The FDA reports that it has already received hundreds of public comments on the proposal and will take them into consideration when finalizing the regulation.
The FDA mandate already confounded vending machine operators and restaurant owners in 2010 when it was first learned that they would have to disclose calories contents of the foods they sell, especially since the FDA did little at the time to provide guidance to businesses. CNS News reported at the time, “The FDA … has not been able to give vending machine operators complete and final guidance on how they should make their machines comply with the law, thus causing ‘confusion’ and ‘frustration’ in the industry.”
“There’s definitely confusion and a little bit of frustration from our folks who want to comply with the regulations,” said Neal Monroe, vice president of government affairs at the National Automatic Merchandising Association.

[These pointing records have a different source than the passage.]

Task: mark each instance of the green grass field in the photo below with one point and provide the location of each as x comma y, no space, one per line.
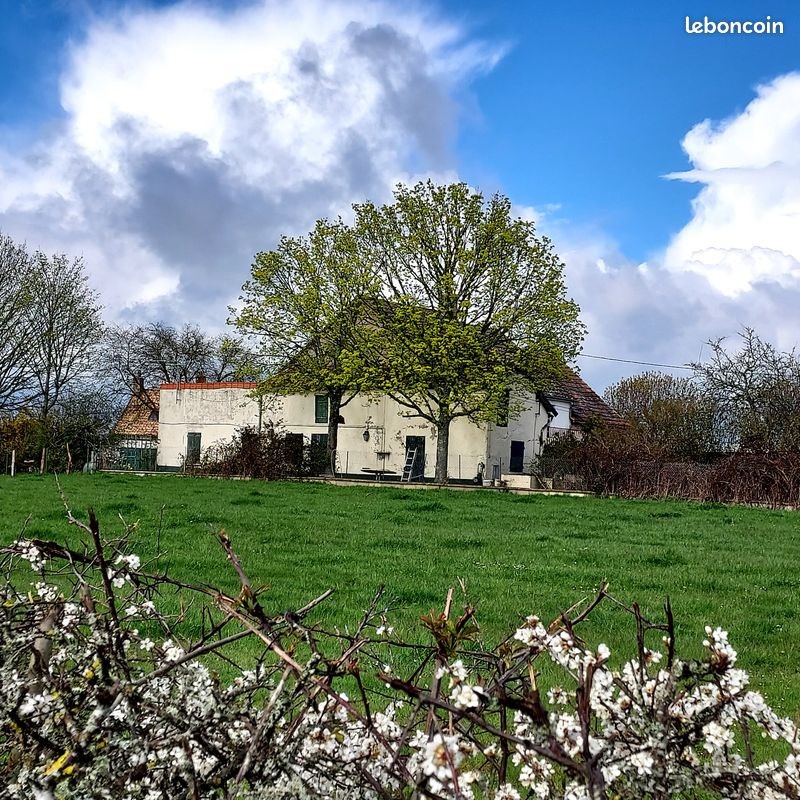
734,567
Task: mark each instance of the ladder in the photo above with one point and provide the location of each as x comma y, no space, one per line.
409,465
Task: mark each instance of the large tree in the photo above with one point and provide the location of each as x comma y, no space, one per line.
475,305
304,301
65,331
16,302
138,357
756,388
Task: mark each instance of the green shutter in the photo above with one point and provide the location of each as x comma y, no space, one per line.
321,408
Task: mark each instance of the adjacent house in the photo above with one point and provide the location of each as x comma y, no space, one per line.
376,435
136,434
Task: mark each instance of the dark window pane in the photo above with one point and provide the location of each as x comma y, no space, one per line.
321,408
192,448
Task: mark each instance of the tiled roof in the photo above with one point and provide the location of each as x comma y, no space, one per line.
586,404
209,385
136,418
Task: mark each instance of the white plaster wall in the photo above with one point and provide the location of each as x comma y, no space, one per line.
526,426
561,422
388,424
214,413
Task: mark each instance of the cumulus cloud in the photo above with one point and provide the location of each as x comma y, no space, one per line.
192,137
735,263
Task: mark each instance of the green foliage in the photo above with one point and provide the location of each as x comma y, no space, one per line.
668,416
476,304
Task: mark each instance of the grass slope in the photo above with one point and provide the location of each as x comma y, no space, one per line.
734,567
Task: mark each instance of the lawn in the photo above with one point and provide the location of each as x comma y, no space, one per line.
734,567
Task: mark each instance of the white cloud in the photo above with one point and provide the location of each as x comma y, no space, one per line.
745,229
193,137
735,263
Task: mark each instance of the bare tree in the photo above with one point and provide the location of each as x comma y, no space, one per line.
673,416
757,390
65,329
15,304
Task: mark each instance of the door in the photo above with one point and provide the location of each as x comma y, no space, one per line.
418,443
517,457
318,453
192,449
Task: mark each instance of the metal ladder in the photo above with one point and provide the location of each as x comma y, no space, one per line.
409,466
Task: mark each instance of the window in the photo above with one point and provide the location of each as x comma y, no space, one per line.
321,408
192,448
502,414
517,456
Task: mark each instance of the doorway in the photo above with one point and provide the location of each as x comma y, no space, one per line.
418,469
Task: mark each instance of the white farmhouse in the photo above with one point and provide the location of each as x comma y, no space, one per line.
376,436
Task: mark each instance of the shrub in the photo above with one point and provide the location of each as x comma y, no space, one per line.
270,454
99,697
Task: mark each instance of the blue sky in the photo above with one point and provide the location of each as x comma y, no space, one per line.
575,112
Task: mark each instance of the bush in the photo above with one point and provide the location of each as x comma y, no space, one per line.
99,697
268,455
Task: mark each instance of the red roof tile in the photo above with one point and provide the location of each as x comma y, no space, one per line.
140,418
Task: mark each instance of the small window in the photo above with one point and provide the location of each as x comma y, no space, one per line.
192,448
321,408
502,414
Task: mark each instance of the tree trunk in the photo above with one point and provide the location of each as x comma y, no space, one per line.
334,409
442,446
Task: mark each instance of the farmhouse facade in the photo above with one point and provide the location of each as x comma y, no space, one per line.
376,435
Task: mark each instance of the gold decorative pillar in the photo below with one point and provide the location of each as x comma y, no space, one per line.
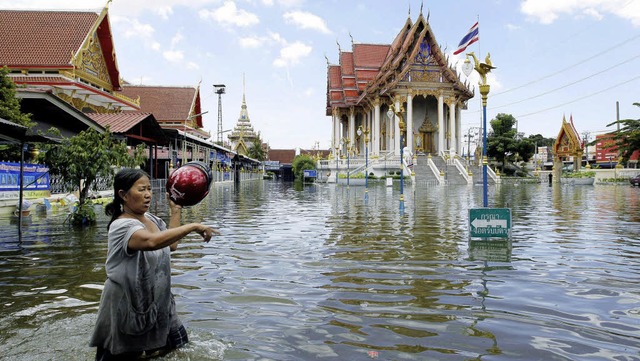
409,136
453,142
336,131
352,125
375,135
441,125
396,126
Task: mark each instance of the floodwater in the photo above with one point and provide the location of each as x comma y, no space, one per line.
318,273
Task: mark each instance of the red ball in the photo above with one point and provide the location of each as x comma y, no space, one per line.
189,184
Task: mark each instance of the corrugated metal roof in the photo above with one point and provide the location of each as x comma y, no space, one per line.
164,102
119,122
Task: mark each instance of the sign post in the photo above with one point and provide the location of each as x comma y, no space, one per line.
489,223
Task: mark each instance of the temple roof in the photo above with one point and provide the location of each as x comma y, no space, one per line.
69,52
173,107
52,39
243,134
568,140
372,70
136,125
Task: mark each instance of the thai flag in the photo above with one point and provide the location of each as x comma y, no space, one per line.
470,38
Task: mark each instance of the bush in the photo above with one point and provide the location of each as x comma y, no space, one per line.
581,174
352,176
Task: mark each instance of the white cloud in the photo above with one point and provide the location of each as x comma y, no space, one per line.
548,11
305,20
251,42
132,28
173,56
229,14
176,39
291,54
163,11
512,27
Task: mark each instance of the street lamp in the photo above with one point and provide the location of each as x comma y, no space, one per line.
391,113
482,69
365,131
337,160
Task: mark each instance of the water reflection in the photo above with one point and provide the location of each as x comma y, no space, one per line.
317,271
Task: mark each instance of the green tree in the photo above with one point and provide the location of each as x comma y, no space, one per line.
502,143
627,138
85,157
541,141
256,151
10,110
300,164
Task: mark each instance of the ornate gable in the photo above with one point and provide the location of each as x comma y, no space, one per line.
95,60
90,63
568,141
417,57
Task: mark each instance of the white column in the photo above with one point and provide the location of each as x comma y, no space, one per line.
410,122
441,128
336,137
375,132
352,127
452,126
396,131
458,127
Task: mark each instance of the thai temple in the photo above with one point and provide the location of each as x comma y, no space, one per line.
404,96
243,136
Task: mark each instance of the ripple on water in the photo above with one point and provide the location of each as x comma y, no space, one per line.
317,272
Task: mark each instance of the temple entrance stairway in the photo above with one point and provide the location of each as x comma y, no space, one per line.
450,174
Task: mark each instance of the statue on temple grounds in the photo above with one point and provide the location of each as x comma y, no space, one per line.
482,68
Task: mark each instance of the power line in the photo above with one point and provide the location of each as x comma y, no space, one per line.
567,85
606,51
578,99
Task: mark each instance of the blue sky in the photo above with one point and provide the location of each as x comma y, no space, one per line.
554,58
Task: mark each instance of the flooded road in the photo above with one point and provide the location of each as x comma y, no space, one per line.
317,272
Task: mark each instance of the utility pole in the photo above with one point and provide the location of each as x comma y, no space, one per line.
219,89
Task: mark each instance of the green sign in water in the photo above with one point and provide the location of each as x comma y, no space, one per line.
490,223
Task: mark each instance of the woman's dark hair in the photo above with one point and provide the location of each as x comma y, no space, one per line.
124,179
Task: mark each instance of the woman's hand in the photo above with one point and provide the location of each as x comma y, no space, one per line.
206,232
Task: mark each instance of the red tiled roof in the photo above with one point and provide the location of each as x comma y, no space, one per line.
369,55
42,38
164,102
284,156
346,63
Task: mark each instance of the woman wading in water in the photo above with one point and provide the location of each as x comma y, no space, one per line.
137,315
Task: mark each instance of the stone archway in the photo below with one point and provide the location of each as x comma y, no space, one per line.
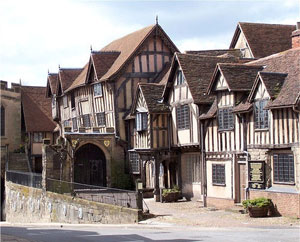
90,165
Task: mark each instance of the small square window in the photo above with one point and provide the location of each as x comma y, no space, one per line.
65,101
98,90
225,118
101,119
141,121
218,174
183,116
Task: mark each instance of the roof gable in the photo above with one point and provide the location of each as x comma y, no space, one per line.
239,77
264,39
37,109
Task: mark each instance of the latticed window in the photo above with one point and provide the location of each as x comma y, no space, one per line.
86,120
2,121
218,174
225,118
38,137
65,101
261,115
183,116
98,89
101,119
74,124
283,168
193,168
180,78
141,121
134,162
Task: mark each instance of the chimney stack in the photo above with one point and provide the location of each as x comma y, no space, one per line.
296,36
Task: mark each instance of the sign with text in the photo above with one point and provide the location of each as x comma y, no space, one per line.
256,174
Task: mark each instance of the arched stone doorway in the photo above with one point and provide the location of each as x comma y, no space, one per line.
90,165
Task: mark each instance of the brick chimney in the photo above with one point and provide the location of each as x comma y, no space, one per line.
296,36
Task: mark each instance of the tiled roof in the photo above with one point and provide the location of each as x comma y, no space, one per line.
285,62
265,39
37,109
67,76
198,70
53,79
153,94
126,48
211,113
239,77
103,61
220,52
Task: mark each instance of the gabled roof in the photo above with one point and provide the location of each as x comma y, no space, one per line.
273,82
116,55
239,77
129,44
152,93
102,61
264,39
217,52
66,77
36,109
51,84
287,62
197,70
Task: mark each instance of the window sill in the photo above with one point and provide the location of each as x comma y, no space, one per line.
261,130
219,185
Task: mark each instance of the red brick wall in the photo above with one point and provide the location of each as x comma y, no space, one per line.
220,203
287,204
296,41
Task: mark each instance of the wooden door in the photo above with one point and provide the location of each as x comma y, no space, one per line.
241,182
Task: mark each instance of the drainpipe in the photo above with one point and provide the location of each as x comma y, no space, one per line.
247,172
203,164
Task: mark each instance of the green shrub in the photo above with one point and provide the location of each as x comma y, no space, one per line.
257,202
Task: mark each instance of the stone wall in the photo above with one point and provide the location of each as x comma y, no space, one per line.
27,204
287,204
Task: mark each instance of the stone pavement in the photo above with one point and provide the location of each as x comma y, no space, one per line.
192,213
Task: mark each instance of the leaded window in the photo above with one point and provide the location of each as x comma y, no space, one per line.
101,119
183,116
65,101
283,168
225,118
180,78
86,120
74,124
218,174
261,115
38,137
134,162
98,90
193,169
141,121
2,121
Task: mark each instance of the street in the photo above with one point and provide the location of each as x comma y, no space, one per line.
138,233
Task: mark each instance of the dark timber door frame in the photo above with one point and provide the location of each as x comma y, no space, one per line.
90,165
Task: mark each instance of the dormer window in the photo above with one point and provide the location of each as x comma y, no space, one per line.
141,121
180,78
225,118
98,90
65,101
261,115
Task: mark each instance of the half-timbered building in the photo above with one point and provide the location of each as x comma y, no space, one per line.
257,40
92,108
251,132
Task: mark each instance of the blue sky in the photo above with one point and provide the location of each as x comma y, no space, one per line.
40,35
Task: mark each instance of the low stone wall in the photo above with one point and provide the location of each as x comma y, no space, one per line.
27,204
287,204
221,203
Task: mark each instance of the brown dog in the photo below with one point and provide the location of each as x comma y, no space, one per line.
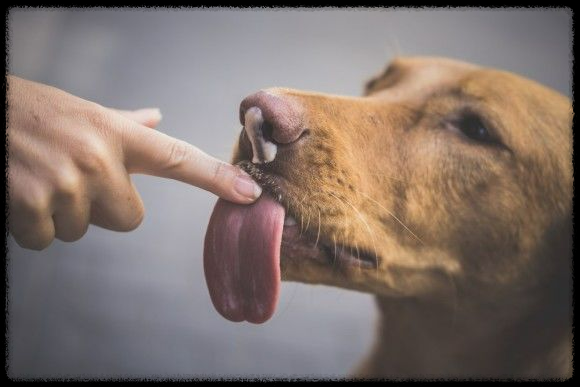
446,191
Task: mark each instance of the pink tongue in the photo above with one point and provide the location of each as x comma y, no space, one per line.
242,259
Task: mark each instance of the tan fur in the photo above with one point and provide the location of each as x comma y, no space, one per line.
472,241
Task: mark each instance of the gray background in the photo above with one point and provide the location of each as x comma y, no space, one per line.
136,304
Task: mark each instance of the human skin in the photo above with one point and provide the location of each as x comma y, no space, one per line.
70,162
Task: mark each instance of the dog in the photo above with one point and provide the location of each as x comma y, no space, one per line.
445,191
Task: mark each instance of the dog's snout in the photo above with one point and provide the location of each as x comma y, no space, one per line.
270,120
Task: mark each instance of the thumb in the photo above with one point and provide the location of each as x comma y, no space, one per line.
155,153
149,117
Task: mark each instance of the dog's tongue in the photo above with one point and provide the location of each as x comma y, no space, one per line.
242,258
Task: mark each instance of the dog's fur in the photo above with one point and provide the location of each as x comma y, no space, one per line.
470,240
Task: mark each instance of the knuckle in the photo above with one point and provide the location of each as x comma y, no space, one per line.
97,116
179,153
96,158
35,204
134,220
68,184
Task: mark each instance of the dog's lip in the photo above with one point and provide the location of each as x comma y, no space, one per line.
299,241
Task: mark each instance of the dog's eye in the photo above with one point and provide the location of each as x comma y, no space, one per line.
472,127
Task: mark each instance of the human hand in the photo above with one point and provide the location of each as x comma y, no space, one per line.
70,161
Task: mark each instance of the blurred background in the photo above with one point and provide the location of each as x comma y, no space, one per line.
136,304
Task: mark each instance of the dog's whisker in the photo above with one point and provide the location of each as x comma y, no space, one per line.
318,234
361,218
392,215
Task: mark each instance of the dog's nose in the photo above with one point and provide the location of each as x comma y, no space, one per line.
270,119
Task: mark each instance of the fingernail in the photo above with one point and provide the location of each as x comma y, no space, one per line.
150,111
245,186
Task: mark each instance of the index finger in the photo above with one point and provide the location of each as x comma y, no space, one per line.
155,153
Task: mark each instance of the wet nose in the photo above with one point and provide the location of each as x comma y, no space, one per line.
270,119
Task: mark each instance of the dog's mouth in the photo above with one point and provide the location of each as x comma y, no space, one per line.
299,241
243,246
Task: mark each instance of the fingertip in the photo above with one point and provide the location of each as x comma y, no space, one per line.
246,187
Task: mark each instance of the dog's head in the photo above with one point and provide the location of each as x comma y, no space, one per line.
442,170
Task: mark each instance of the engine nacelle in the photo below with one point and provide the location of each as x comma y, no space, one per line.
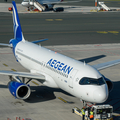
109,84
19,90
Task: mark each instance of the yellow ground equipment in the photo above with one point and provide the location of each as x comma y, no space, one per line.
101,112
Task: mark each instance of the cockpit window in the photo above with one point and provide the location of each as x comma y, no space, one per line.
92,81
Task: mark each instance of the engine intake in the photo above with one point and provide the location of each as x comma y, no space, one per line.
19,90
109,84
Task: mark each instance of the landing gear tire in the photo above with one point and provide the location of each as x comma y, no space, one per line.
72,110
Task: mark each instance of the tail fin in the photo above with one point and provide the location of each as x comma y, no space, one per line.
18,35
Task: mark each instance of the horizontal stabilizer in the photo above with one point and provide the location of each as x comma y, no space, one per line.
106,64
38,41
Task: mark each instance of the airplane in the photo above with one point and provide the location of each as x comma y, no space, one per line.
43,5
54,70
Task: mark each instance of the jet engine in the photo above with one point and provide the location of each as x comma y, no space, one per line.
19,90
109,84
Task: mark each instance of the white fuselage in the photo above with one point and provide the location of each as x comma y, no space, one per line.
61,71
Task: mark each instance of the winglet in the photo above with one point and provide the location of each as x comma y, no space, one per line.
18,35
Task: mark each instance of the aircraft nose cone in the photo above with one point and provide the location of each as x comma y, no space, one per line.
100,96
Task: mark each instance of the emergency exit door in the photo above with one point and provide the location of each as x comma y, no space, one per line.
70,82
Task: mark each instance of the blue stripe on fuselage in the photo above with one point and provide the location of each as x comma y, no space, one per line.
59,66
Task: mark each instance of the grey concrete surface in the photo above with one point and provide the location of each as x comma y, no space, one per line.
43,103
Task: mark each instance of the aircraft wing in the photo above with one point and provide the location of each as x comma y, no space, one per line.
7,45
23,74
106,64
47,2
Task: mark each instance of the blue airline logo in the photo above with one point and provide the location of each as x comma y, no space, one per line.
59,66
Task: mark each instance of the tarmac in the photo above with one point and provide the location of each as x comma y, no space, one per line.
67,8
54,104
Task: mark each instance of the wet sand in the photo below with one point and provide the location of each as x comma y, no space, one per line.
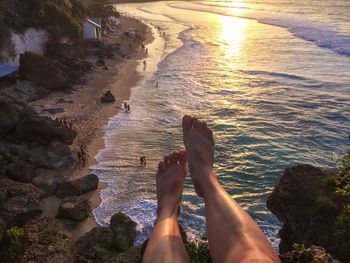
90,116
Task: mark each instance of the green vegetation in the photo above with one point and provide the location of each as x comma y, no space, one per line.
58,17
299,247
198,251
102,8
341,234
15,237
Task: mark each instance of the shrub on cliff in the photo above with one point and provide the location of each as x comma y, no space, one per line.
198,251
57,16
15,239
101,8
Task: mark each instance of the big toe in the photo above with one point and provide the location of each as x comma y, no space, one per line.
186,124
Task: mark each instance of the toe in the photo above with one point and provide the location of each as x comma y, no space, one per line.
186,123
196,124
182,158
160,167
173,159
166,159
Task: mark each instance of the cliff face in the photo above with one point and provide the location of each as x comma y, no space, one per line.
28,25
307,201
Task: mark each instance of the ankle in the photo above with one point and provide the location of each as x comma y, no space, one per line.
210,186
167,212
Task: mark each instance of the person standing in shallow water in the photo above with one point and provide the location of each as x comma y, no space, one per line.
233,235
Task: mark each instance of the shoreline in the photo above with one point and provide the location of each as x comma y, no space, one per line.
120,79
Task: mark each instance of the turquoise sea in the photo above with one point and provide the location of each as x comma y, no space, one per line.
272,79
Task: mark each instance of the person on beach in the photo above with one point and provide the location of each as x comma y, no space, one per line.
233,235
143,161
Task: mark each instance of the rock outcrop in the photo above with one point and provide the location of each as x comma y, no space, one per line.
124,230
107,244
305,201
47,241
107,97
20,171
74,208
8,117
48,181
42,72
314,254
22,203
34,128
78,186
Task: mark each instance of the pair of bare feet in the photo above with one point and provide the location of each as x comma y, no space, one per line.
199,154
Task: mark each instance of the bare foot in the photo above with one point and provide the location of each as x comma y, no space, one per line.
199,143
170,179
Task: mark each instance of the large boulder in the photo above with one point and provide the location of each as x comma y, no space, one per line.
107,245
42,72
34,128
314,254
47,241
8,117
2,229
48,181
55,155
21,205
305,201
78,186
3,190
20,171
3,167
124,229
107,97
74,208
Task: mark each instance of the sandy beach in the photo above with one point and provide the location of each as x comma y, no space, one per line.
89,115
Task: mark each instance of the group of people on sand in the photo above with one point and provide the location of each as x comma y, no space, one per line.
82,155
233,235
126,107
143,161
63,121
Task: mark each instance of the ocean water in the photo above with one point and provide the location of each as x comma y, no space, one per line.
272,79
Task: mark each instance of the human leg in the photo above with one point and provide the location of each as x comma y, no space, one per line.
233,235
165,243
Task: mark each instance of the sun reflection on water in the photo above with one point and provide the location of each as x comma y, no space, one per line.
233,35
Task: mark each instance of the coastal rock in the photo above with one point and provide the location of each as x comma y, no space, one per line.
74,208
78,186
21,205
313,254
98,239
132,255
107,97
2,167
3,190
306,204
47,241
2,229
20,171
87,183
8,117
124,229
100,62
55,155
42,72
48,181
43,130
102,244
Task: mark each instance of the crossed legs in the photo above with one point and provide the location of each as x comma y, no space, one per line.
233,235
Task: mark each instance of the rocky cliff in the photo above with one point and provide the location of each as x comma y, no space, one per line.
308,201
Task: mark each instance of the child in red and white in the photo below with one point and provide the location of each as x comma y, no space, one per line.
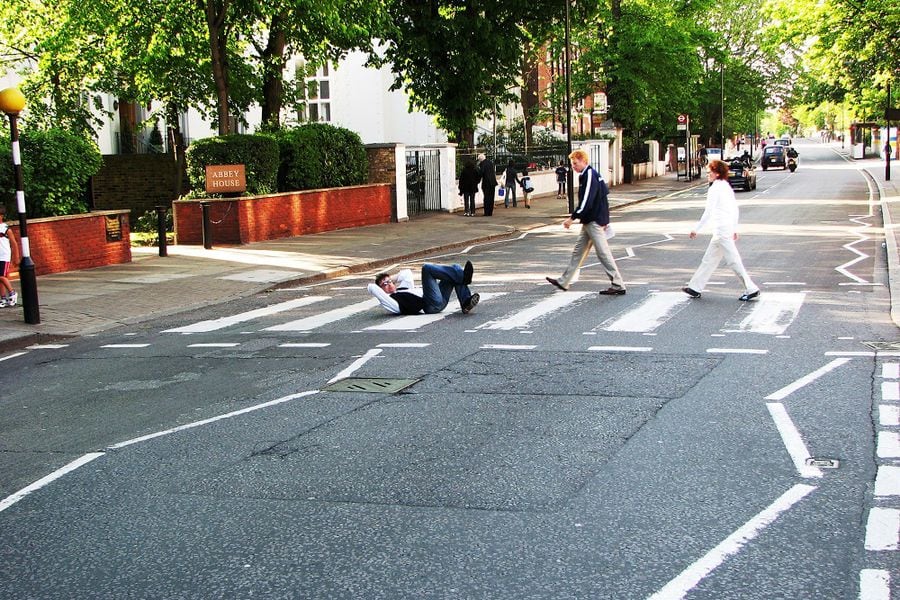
8,296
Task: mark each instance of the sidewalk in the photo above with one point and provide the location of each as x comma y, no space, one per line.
191,277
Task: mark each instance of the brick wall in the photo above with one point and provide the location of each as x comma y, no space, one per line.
74,242
136,182
258,218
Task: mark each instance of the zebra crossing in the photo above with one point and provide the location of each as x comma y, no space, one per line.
646,314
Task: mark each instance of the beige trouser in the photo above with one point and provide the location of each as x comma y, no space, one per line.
719,248
592,235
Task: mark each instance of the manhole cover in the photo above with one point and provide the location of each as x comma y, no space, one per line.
883,345
370,384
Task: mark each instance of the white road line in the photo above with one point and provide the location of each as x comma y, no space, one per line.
882,529
316,321
887,481
647,315
195,424
888,444
524,317
124,345
370,354
888,415
874,584
792,440
13,498
620,349
215,324
772,314
806,379
304,345
695,573
416,322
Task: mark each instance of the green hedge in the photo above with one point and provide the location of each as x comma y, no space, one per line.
258,154
56,168
319,155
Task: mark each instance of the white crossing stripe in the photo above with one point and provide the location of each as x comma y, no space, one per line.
874,584
771,314
882,529
414,322
888,415
887,481
524,317
316,321
215,324
653,311
888,444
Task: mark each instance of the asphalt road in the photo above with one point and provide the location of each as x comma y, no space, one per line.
548,445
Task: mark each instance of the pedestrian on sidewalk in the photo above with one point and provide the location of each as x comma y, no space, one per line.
510,179
488,183
8,296
593,213
400,296
562,172
468,186
721,213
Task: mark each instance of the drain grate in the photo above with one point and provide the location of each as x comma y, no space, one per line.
377,385
883,345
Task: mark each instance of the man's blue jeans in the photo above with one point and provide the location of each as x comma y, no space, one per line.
438,282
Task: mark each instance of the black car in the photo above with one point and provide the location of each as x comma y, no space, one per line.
742,175
774,156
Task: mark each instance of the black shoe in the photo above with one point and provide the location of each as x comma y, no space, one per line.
613,292
555,283
471,303
468,271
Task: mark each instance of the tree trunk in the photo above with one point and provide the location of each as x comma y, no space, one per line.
273,74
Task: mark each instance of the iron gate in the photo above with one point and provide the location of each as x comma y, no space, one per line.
423,181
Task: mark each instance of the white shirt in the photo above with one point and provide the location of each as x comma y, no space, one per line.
721,211
404,283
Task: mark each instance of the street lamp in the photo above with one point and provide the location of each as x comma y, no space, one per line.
12,102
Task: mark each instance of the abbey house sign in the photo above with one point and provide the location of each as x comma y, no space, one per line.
222,179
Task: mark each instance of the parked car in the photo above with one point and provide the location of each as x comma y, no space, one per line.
773,156
742,175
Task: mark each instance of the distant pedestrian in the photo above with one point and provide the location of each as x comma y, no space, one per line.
400,296
488,183
468,186
721,213
593,213
8,296
510,179
527,187
562,174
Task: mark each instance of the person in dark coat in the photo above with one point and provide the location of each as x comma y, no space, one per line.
488,183
468,186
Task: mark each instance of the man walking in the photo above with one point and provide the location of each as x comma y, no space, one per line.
593,213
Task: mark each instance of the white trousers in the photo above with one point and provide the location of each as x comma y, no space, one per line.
719,248
592,235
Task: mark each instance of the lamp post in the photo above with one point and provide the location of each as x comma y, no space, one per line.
12,102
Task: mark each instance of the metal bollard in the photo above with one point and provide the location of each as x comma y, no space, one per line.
161,229
207,229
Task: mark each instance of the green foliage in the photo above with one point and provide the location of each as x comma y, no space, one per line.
319,155
258,154
56,168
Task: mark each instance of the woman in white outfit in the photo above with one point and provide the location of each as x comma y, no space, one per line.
721,214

Vending machine operators voiced similar concerns to those now being heard from storeowners regarding the staggering costs that the food labeling mandate would add to already struggling businesses. “To give you an idea of the economic impact, a vending operator who has just 20 machines is making less than $4,000 a year in profit,” said Monroe. “And these regulations cost between $3 and $100 per machine.”
“This could be an enormous economic hit for them,” he told CNSNews.com.
“What we are concerned about is the impact of the regulation on our small business people in this economic situation,” said Monroe. “The climate is pretty tough. As unemployment increases, there are fewer workers in the factories, there are fewer people buying snacks, so this is a — a pretty tough economic hit.”
Critics are viewing the food-labeling mandate found within ObamaCare to be yet another flagrant example of the growing nanny state. Human Events opined on the provision:
Getting it “right” will make America look even more like a nation of hapless children, wandering aimlessly through a world wallpapered in warning labels and federally mandated advisory notices, most of which they never bother to read. Creeping socialism is awesome, isn’t it?
The agency contends that the regulation will be released in the spring along with a final “economic analysis.”